Scoring individuals based on EHR phenotypes identified by GReX associations

Since our GReX-associated phenotypes are consistent with clinical features of CF, we assessed whether these EHR phenotypes can be combined to construct a phenotype score to express how close an individual’s EHR phenotypes are to clinically diagnosed CF. Earlier attempts built a phenotype risk score for CF by mapping clinical description of Mendelian diseases to EHR phenotypes and then aggregating the relevant EHR phenotypes into a weighted sum with the weights determined by the inverse prevalence of the phenotypes in EHRs.³³ We denoted this score as PheRS^mapping (for the composite EHR phenotypes and weights, see Supplementary Table S4).

Here, we constructed an alternative PheRS for CF: we combined the GReX-discovered CF-phenome (20 phecodes, excluding CF diagnosis, phecode 499) using weights informed by the effect size estimates from the GReX–phenotype associations (see “Materials and Methods”; Supplementary Table S5). This phenotype risk score, denoted as PheRS^assoc, scored CF patients higher than controls (Wilcoxon rank sum test; P < 2.2 × 10⁻¹⁶) in samples independent of those used discovering the CF-phenome (N = 31,537 European-ancestry samples [EUs], with 131 CF cases), validating PheRS^assoc as a phenotype score for CF (“Materials and Methods”).

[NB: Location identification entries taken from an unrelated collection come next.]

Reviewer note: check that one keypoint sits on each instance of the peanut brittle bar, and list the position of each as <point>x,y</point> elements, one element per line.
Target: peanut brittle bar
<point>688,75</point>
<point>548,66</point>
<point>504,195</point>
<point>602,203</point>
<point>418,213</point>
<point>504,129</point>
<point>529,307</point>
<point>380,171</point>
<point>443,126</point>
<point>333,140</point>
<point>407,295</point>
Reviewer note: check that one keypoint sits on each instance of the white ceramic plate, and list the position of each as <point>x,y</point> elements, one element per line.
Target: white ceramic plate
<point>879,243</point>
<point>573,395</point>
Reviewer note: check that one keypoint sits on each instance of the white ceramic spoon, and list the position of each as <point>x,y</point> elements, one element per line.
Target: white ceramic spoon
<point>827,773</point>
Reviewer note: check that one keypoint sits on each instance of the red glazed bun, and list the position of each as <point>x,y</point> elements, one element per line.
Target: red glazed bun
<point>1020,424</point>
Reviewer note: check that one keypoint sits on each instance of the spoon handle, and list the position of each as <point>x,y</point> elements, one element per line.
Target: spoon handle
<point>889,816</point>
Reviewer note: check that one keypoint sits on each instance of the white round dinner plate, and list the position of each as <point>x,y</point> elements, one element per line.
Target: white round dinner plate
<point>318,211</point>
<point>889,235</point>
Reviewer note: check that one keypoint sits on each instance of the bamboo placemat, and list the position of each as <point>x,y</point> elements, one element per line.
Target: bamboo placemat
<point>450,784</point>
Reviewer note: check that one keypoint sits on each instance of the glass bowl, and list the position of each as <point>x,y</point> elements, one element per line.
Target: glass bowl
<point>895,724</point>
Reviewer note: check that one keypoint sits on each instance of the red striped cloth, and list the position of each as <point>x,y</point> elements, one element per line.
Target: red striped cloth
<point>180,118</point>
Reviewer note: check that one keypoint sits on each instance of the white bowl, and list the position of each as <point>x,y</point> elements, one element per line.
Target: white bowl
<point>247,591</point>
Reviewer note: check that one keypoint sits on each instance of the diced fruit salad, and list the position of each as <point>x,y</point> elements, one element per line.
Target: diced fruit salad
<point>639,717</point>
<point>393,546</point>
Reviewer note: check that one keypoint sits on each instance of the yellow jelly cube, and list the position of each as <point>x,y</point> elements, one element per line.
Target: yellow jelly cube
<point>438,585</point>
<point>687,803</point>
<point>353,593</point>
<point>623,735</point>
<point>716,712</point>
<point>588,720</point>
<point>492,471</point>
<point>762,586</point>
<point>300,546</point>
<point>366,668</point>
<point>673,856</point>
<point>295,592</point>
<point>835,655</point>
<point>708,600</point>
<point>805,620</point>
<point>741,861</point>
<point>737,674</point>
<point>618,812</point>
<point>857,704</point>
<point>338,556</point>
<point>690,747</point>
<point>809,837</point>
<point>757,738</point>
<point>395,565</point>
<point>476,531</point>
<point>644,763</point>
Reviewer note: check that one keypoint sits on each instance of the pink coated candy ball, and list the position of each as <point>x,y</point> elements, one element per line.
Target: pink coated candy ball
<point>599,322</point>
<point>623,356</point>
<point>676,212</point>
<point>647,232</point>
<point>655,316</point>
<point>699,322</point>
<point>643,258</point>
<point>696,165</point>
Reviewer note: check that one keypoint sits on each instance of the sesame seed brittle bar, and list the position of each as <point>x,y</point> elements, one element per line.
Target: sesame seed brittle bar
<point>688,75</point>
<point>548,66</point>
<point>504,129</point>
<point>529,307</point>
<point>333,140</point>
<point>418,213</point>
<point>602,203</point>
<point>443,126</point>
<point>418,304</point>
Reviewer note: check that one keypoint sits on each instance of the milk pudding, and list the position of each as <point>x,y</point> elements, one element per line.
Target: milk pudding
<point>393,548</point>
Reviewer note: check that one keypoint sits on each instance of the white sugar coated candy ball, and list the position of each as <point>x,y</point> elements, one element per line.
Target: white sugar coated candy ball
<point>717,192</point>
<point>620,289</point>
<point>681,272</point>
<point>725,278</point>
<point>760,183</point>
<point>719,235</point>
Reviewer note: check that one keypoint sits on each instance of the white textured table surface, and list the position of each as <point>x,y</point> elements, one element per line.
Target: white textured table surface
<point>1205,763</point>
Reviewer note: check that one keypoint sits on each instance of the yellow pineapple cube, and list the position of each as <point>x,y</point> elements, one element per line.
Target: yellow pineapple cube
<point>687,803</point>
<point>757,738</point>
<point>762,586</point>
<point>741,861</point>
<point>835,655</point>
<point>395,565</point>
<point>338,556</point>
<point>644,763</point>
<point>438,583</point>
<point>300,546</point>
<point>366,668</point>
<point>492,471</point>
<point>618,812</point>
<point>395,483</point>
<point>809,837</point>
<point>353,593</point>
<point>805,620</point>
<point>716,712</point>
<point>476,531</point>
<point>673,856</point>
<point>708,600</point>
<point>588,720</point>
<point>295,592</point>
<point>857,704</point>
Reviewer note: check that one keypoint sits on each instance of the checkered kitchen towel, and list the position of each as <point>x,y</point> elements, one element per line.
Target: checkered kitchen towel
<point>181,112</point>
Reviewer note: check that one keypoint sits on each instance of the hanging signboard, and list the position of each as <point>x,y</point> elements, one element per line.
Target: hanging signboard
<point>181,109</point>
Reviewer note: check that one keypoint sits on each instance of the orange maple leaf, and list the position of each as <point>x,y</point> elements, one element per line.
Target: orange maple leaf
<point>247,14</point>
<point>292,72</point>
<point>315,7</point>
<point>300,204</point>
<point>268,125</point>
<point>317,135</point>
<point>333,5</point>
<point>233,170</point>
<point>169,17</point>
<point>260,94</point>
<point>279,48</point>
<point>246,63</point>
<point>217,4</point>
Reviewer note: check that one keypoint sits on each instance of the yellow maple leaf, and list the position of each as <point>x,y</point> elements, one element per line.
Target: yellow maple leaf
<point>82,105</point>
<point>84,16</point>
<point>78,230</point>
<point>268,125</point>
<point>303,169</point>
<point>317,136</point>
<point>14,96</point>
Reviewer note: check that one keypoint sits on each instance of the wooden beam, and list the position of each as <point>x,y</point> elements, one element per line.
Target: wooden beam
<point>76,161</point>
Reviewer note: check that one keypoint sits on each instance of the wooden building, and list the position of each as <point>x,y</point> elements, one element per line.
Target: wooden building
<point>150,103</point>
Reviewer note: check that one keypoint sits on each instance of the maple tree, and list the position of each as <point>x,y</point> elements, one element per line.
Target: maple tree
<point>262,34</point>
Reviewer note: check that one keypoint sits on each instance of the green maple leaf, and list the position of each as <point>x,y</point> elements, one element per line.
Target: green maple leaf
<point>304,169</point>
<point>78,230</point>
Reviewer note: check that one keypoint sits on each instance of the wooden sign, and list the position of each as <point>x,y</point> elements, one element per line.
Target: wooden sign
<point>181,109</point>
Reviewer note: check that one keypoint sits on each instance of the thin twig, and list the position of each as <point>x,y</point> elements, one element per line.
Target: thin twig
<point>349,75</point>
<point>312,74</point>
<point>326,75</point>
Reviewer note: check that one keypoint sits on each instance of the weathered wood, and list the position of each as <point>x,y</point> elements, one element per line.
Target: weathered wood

Next, we compared the performance of PheRS^assoc with PheRS^mapping using de-identified EHRs from 2.8 million patients from VUMC (~0.1% were diagnosed as CF cases), independent of the discovery data set. The precision and recall rates were compared side by side for the scores for ten iterations, and each time a random sample of 150,000 individuals (EHRs) was selected from the total pool (“Materials and Methods”). For each of the ten data sets, the average precision rate (i.e., area under the precision recall curve) of PheRS^assoc is better than PheRS^mapping, ranging from 20% to 36% for the former and from 3% to 12% for the latter (Fig. 4; Supplementary Fig. 3; Supplementary Table S6). Consistently, the precision and recall of predicted high-risk patients (defined as the top 100 high-scoring individuals) of PheRS^assoc were better than PheRS^mapping across all ten iterations (Supplementary Table S7).

**Fig. 4: Phenotype risk score (PheRS) construction for cystic fibrosis (CF) and performance evaluation.**

Since the number of phecodes used in constructing each PheRS is similar (21 phecodes in PheRS^mapping vs. 20 phecodes in PheRS^assoc, and 4 shared phecodes between the two scores), we hypothesized that the different weighting schemes may have contributed to the performance difference. To test this, for the PheRS^mapping, we kept the constitutive phenotypes unchanged but replaced the original weights with the weights derived from the GReX–phenotype associations detected in hypothalamus (Fig. 4a); the performance of the resulting PheRS (denoted as PheRS^hybrid) almost tripled in the precision recall rate, ranging from 11% to 23% (Fig. 4b). This indicates that the genetics-informed weights substantially outperformed the prevalence-based weights for predicting case status of CF. In addition, the constitutive codes of PheRS^assoc generally have better discriminative power for CF than the codes of PheRS^mapping, as indicated by the logistic regression of each code against CF status (affected vs. unaffected) that generated larger odds ratios of the codes of PheRS^assoc (Supplementary Table S8).

Applying PheRS^assoc to the case presentation of a 47-year-old woman who was diagnosed with CF in adulthood,²⁹ the woman ranked in the 99.9th percentile for CF among 2.8 million VUMC patients (Supplementary Table S9), suggesting the potential of our PheRS^assoc to effectively alert possible CF cases with adult onset. As a comparison, the PheRS^mapping scoring ranked the same woman as in the 98th percentile for CF.³⁴ Case presentations of the woman fit 9/20 phenotype components of PheRS^assoc, including sinusitis, cough, and abnormal sputum, which were not part of the components of PheRS^mapping.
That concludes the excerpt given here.